There are 12 accessible lodges; the resort is fully paved, largely on the flat, and there are lots of ramps and accessible bathrooms (including a 'Changing Places' room in the pool, which you can see in our video above). Mobility scooters can be rented. If visitors would like to share more, please email firstname.lastname@example.org.
Is Center Parcs value for money?
That's the question! Center Parcs points to a 98pc, year-round occupancy rate in Britain as proof of its value. Homework and prep are required to get best rates and stretch budgets, but you won't complain about the quality of lodges, activities, the cleanliness, safety or the staff - who feel relaxed, happy and well-trained even at this early stage. Those who can afford it are likely to find they get what they pay for.

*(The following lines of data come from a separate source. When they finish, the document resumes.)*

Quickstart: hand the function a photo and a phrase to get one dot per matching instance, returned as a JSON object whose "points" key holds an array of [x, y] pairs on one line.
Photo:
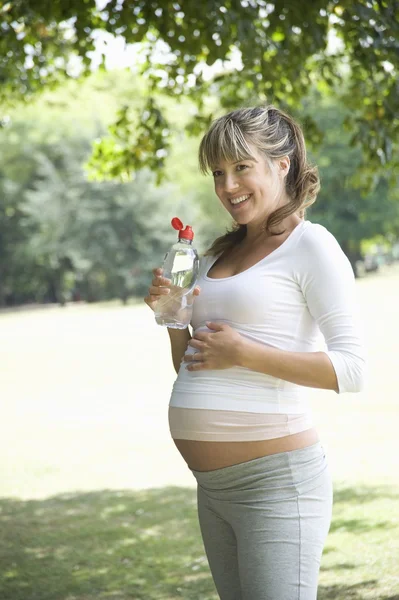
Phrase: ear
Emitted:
{"points": [[284, 166]]}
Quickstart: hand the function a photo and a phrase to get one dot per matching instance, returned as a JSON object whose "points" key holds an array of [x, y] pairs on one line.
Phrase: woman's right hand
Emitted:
{"points": [[160, 287]]}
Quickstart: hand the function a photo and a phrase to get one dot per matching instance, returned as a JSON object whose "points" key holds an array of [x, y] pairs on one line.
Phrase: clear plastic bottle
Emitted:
{"points": [[181, 266]]}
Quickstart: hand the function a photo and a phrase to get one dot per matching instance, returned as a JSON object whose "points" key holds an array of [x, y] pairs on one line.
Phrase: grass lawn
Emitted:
{"points": [[95, 501]]}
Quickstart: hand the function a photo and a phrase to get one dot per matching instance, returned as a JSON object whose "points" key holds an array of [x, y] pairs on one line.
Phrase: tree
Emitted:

How can I save money at Center Parcs?
Cook in, bring your own bikes and split the cost of lodges with friends or grandparents. Book a return visit within 31 days (promo code CBSOON) for a €50 voucher and two free guest day passes. Tesco Club Card boosts can also earn up to €160 off accommodation.
- Read more: 10 ways to save money at Longford Forest
Can you do day visits?
Center Parcs is a gated campus; no walk-ins are allowed.
However, friends of guests can visit on day passes (€48/36, 10am-10pm). Aqua Sana Spa also takes day visitors (see above).
Any other tips?
Manage kids' expectations before you arrive. Explain the number of activities you will be doing and be strict about it - otherwise you'll be open to amazing pester power. Plan for downtime and pottering, an under-sold part of the Center Parcs experience. The pool will gobble up lots of time and you may be loath to leave for an activity.
NB: Prices subject to availabilty/change. Pól and Fiona were guests of Center Parcs.